Building a dialogue: ARCH:ID curators Danny Wicaksono (left) and Wiyoga Nurdiansyah (second left) converse with Indonesian Architects Association chairman Ahmad Djuhara (center), Roca Indonesia operations director Emilio Ferrer (second right) and R. Arief Sofyan Rudiantoro of CIS Exhibition. Themed 'Let's Talk', the event is presented by the association in collaboration with event organizer CIS Exhibition with support from global sanitary products company Roca. (JP//Tertiani ZB Simanjuntak)
He explained that the involvement of professional architects ensured not only legal certainty for building projects in Indonesia, as stipulated in Law No. 6/2017 on architecture, but also human safety and comfort as well as the architectural value of city space.
While most architects lived off government projects, Ahmad Djuhara explained, architectural design had become a dispensable element in recent years, as the government had the tendency to take the lowest bid instead of the best design.
“In the past five years, however, the government has taken us in for important projects, such as the construction of airports, the Bung Karno Sports Hall and even by holding the design contest for the new capital in East Kalimantan.
“The government has planned to build 10 metropolitan cities in the future, so we architects have to be ready. This event can also be seen as a start for us to [engage in] networking and tap into our potential.”
Sofian Sibarani, who led the team creating the Nagara Rimba Nusa design that won the design contest for the new capital, would be one of the speakers in the conference sessions to take place on Friday and Saturday.
Other speakers include Indonesian architects Ary Indra, Budiman Hendropurnomo and Gunawan Tjahjono, Mexican Manuel Cervantes, Iranian Farshad Mehdizadeh, Christopher Lee from the United Kingdom and Aaron Roberts from Australia.
“We have invited world architects that will represent different continents and styles,” said Wiyoga Nurdiansyah, one of the three curators of ARCH:ID. The curatorial team also includes AGA Khan awardee Andra Matin and Danny Wicaksono.
The exhibition, held in Hall 3 A of the venue, features five displays of architectural work.
The first is the AGA Khan Awards Exhibition, which not only showcases the list of winners and their works but also the history of the world influential award event.
Next is the Re-Framing Louis Kahn Exhibition, a multimedia display of photos taken by Turkish photographer Cemal Emden in which visitors can also listen to the American architect’s lecture.
Another showcase on world architecture can be found in the Inisiatif Scriptura, an art project with material taken from 10 foreign-language books on architecture usually used as reference for students.

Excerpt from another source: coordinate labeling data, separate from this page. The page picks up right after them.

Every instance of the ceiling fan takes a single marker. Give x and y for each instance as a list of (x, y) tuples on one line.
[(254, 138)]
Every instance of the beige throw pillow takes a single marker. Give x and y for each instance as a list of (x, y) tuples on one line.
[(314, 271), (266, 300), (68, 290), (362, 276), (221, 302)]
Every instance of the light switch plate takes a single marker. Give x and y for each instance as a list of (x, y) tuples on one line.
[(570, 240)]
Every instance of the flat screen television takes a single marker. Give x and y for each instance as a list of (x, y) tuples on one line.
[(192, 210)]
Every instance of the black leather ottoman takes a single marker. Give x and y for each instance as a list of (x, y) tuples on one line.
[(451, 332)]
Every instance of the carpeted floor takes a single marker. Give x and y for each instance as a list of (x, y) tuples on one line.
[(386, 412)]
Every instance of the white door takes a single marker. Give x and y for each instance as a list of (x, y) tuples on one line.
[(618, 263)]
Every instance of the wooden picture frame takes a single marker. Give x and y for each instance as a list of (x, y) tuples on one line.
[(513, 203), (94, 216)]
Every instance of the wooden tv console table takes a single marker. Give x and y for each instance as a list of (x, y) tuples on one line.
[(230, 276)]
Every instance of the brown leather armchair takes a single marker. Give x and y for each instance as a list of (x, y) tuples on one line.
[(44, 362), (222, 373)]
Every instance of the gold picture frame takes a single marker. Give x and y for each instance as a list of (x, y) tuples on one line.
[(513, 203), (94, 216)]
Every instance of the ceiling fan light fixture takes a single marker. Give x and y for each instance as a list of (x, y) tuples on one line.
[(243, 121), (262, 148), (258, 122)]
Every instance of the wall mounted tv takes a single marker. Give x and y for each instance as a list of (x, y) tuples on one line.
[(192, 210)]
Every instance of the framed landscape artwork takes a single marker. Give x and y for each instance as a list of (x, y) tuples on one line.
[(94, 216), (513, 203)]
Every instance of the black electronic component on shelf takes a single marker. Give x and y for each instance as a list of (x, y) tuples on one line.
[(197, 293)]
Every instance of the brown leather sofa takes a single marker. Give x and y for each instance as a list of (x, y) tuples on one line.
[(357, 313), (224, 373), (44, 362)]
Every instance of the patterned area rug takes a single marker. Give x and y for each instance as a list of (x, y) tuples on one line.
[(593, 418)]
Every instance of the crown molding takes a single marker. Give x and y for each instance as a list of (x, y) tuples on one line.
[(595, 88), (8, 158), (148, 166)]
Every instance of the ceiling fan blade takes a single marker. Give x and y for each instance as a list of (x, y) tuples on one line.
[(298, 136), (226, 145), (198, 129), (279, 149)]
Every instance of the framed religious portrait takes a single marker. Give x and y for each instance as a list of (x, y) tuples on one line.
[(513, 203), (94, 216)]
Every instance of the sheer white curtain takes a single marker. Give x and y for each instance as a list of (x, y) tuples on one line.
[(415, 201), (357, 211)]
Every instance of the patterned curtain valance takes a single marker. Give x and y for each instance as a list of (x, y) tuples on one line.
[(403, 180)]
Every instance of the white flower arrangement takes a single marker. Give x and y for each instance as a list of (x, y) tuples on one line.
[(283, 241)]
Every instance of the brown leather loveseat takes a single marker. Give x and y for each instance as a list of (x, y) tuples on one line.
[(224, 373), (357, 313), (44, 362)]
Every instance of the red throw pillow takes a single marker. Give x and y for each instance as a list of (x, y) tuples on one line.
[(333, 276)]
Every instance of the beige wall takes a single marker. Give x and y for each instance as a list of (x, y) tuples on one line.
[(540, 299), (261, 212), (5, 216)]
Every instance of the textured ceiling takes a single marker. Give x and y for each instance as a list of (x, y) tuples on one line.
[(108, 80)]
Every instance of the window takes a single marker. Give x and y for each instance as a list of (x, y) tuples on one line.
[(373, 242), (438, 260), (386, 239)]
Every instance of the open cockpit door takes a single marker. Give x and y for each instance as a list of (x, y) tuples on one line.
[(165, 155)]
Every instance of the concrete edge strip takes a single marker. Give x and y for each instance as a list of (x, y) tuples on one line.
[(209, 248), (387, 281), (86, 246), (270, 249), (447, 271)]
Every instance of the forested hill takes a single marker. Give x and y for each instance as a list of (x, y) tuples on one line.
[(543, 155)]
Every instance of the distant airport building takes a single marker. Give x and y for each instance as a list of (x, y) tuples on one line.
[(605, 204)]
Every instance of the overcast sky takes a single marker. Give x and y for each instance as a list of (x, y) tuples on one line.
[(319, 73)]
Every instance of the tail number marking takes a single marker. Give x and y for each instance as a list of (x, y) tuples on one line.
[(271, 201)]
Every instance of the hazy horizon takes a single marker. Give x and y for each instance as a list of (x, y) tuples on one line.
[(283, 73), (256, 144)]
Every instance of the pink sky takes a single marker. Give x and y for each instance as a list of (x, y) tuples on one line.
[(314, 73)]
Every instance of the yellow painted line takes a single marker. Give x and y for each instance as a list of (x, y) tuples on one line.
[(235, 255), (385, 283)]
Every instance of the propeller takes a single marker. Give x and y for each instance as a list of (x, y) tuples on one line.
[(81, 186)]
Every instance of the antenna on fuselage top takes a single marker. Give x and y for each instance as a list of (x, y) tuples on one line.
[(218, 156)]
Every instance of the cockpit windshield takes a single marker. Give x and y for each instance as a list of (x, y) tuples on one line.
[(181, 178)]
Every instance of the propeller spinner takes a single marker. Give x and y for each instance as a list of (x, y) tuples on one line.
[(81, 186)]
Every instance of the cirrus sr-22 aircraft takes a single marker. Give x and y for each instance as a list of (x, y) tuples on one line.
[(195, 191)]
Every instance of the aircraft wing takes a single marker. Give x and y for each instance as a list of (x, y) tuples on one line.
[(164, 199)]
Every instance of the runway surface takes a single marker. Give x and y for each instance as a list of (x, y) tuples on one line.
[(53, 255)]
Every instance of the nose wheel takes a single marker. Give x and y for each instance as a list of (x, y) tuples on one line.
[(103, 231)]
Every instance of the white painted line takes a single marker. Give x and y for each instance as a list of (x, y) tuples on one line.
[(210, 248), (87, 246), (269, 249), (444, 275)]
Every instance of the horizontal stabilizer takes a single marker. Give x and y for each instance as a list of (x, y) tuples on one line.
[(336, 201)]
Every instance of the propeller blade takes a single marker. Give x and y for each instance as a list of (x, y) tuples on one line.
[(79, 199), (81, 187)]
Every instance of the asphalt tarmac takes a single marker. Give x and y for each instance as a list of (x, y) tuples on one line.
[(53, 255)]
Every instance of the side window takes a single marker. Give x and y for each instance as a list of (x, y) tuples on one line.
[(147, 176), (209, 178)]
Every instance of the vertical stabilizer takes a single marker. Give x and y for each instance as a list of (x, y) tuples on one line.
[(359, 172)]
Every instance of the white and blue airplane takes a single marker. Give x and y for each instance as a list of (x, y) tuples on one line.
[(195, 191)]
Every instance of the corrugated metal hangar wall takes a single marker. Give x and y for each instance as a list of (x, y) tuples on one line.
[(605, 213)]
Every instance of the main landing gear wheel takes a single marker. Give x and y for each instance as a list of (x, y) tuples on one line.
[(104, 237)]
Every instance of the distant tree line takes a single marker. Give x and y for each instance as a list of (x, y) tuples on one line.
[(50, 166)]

“It is an initiative in collaboration with five Indonesian publishers to encourage industry stakeholders to chip in to buy the publishing rights of the books, so we could have their Indonesian translations,” said Danny.
He added that two other exhibitions would show the big picture of Indonesian architecture today.
The Indonesian Architect Creation Exhibition, he said, would involve all of the association members from 34 provinces.
“In the Architecture Student Exhibition, we display side by side the works of students from Indonesian schools of architecture and the works of Indonesian students studying aboard. It will be interesting to see how it engages visitors in further discussion about the future of Indonesian architecture.”